Before the dandelion adventure, we paid a brief visit to the University of Michigan Museum of Art. (We were thinking of doing part of the 16-site Wander Washtenaw event sponsored by the Washtenaw County Historical Consortium this weekend, but I didn’t get my act together enough to realize that it went on all day yesterday but only three hours today, which wouldn’t have been enough time to do much.) I have passed by the museum almost every day on my way to class or work for the past nine months and today was the first time I’d been inside (pretty pathetic, I know).

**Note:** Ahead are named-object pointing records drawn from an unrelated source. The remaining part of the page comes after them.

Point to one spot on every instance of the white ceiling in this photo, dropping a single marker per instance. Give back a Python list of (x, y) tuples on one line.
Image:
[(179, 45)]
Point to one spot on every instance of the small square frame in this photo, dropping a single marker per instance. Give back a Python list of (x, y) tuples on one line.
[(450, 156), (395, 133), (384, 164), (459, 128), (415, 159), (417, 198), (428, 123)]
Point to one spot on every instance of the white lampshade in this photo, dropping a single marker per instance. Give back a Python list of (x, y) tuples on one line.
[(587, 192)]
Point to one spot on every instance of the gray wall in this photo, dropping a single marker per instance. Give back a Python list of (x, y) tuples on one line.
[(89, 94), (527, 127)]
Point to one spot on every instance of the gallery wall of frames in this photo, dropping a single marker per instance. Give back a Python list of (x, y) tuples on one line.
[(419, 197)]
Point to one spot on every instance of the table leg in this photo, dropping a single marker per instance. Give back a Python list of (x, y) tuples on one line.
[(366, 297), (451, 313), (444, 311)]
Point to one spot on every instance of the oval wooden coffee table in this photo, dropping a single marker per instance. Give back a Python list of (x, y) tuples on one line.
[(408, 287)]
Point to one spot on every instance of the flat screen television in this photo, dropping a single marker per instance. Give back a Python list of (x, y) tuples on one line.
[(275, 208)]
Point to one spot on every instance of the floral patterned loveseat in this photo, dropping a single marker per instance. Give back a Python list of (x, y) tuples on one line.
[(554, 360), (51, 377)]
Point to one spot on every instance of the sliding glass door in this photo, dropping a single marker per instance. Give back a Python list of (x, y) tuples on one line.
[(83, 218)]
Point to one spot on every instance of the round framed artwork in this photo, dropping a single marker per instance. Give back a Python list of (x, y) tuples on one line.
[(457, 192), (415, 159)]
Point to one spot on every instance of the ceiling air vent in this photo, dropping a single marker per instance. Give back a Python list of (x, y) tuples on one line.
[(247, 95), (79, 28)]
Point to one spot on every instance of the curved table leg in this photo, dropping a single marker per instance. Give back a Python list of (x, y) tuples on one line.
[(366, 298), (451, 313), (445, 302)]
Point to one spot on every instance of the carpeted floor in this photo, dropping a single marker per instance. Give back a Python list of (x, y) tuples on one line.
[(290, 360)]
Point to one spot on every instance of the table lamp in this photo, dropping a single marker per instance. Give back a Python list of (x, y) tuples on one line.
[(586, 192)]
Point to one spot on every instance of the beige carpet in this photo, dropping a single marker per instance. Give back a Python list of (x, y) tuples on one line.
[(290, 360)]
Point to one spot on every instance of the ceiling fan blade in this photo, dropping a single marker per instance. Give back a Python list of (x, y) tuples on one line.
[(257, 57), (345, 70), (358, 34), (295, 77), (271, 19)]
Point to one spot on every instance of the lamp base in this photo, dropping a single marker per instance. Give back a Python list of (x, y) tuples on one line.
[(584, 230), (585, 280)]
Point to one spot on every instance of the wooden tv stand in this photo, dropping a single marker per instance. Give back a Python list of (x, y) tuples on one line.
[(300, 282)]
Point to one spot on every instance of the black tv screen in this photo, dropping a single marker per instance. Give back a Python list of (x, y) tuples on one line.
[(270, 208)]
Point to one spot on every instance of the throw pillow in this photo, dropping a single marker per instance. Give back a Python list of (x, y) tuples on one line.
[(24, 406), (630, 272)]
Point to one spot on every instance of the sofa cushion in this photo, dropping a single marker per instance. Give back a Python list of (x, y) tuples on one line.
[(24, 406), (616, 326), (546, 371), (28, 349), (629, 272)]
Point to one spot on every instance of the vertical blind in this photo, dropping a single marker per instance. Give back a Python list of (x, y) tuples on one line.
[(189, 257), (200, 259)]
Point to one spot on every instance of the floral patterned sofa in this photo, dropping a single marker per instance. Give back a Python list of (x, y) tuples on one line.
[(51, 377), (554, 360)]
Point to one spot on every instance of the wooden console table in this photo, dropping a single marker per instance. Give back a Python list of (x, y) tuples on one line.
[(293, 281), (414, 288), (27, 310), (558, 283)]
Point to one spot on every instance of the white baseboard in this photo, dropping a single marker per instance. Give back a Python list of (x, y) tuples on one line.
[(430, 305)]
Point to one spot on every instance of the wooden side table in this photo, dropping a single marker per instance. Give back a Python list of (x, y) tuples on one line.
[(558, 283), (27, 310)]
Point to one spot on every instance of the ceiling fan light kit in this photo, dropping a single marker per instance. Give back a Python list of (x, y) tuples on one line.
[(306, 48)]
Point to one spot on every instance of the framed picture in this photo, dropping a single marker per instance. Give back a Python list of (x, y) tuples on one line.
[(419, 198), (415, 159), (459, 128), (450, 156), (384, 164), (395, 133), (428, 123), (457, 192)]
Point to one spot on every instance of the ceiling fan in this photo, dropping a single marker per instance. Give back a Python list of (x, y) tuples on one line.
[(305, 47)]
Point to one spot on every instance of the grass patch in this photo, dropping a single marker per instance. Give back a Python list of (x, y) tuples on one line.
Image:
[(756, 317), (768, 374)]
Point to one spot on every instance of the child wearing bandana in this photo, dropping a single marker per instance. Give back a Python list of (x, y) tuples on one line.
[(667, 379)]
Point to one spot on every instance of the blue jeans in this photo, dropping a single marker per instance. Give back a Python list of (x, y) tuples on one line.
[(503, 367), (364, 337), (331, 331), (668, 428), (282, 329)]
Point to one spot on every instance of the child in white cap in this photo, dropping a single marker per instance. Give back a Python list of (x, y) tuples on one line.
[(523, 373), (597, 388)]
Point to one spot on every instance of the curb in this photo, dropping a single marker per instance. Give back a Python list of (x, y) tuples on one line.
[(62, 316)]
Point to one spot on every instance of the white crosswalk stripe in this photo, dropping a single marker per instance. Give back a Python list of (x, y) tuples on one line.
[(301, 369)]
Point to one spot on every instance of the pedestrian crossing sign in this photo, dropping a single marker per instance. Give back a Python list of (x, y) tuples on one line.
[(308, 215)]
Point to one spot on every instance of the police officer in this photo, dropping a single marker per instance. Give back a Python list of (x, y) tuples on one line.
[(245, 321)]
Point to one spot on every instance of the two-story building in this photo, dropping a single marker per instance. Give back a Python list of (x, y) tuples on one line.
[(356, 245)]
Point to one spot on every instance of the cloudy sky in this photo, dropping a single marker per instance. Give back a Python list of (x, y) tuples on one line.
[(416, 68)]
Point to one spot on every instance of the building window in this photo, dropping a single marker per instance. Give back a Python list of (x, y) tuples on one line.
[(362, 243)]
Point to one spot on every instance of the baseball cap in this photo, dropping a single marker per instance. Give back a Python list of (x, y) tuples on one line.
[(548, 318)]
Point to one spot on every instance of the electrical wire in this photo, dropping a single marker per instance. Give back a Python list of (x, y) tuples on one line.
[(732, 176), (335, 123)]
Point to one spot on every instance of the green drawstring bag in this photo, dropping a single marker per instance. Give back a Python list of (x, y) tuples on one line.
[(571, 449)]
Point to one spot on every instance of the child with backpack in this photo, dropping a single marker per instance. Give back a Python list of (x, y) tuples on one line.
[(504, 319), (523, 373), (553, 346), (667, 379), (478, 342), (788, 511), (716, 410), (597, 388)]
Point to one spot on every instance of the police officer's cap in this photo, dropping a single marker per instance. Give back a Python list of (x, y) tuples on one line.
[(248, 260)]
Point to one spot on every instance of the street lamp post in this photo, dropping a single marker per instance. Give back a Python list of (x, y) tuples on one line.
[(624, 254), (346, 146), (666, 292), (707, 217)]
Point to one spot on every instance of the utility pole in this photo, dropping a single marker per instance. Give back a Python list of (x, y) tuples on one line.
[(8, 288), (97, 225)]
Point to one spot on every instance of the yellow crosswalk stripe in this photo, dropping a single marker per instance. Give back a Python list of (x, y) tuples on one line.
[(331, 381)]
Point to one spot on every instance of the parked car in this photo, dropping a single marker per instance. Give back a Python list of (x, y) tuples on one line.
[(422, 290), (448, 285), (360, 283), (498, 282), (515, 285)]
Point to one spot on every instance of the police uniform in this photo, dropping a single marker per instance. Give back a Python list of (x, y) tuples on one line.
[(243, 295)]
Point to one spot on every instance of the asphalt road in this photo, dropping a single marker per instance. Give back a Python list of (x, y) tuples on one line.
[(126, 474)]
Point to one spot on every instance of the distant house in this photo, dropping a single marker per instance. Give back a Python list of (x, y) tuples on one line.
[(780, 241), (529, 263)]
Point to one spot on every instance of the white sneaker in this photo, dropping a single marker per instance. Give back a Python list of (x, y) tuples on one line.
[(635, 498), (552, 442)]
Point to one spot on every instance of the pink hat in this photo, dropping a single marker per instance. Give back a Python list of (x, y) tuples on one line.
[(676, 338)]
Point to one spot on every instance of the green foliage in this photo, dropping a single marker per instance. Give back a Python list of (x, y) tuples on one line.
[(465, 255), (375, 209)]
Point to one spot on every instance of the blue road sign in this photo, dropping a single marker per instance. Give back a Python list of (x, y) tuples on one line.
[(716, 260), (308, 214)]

They had a fantastic exhibition called “The Changing Garden: Four Centuries of European and American Art” (it goes on through next Sunday), with fantastic engravings, paintings, lithographs, and photos of places like Vauxhall and Versailles, including a fantastic seventeenth-century allegorical drawing depicting the sense of smell, with a couple of French nobles descending an estate staircase with flowers held up to their nostrils and their hounds beating a path in front of them, plus some unexpected stuff: a photograph of the San Gabriel Sanatorium, a place I hadn’t known existed; a photograph of San Francisco’s own Crissy Field; and a photograph of the gardens at the Huntington Library, a treasure in the backyard of my hometown which I’m ashamed to say I’ve never been to.

Apart from the exhibition, there were some astoundingly beautiful pieces of art, including Dirck Baburen’s “Christ on the Mount of Olives” (1620), Bertholet Flémalle’s “The Illness and Cure of Hezekiah” (1614-1675), Daniel Huntington’s “In the Mountain Fastness” (1850), Charles Wimar’s “The Attack on an Emigrant Train” (1856), Eastman Johnson’s “Boyhood of Lincoln” (1868), Christian Adolf Schreyer’s “The Retreat” (1860-1899), and John Stanley’s “Mount Hood from the Dalles” (1871). The only slightly annoying aspect of the collection are the patronizing curatorial descriptions affixed near some of the paintings to alert you to their horrifying political incorrectness.